Most, but not all, of the preference categories require that the prospective alien employee be sponsored by an actual U.S. employer who is offering the alien a position that requires the alien’s skill. Most aliens in the second and third preference categories are required to complete the PERM “labor certification” process wherein the alien’s sponsoring employer must demonstrate through a process of recruiting U.S. workers that no minimally qualified U.S. worker is available to perform the job at the prevailing wage. Certain aliens in the second preference category whose immigration is in the “national interest” may avoid the PERM labor certification process.


I originally came to the United States as a student but I have since graduated with a Bachelor’s Degree and
I would like to work in the United States for the next several years. How can I get employment authorization?

You must begin the process with an employment offer. In that regard, a prospective employer may file an H-1B petition with the United States Citizenship and Immigration Services (“USCIS”) to classify you for temporary employment in a “specialty occupation” provided that your Bachelor’s Degree and proposed employment position qualify under immigration law.

If your prospective employer’s petition is granted, you would be classified in the “H-1B” non-immigrant visa classification and could be authorized to work for as many as six (6) total years. “Specialty occupation” means an occupation requiring the theoretical and practical application of a body of highly specialized knowledge to fully perform an occupation, and which requires the attainment of a bachelor’s or higher degree as a minimum requirement to perform the job duties. Specialty occupations include such professionals as engineers, computer professionals, accountants, system analysts, architects, physical therapists, scientists, librarians, market researchers, psychologists, financial analysts, management consultants, and some health care professionals.
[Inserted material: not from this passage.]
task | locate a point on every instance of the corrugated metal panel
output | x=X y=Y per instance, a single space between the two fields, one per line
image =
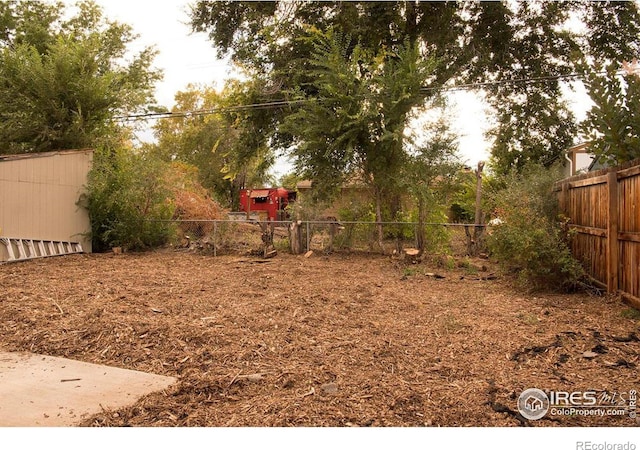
x=39 y=195
x=259 y=193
Your prospective employer must obtain an approved Labor Condition Application from the U.S. Department of Labor before filing an H-1B petition. Additionally, if you are in the U.S. in a non-immigrant status such as an F-1 student, whether or not you are in your period of optional practical training (“OPT”), you may seek to change your classification from F-1 to H-1B without leaving the U.S. In the alternative, however, you may also apply for an H-1B visa at an American Consulate General or Embassy in your home country.

H-1B visas are subject to an annual quota for each government fiscal year. In that regard, 65,000 are allotted for traditional specialty occupations and an additional 20,000 are allotted for those H-1B aliens who have attained a Masters Degree or higher from a U.S. university. USCIS historically receives more H-1B petitions that are permitted under the annual quota so it begins accepting H-1B petitions for new employment on April 01 of each year for employment to begin on or after October 01 (the first day of fiscal year).

Employment for certain other specified employers and petitions for present H-1B beneficiaries who desire to extend their present H-1B classification or change employers are not subject to the annual quota.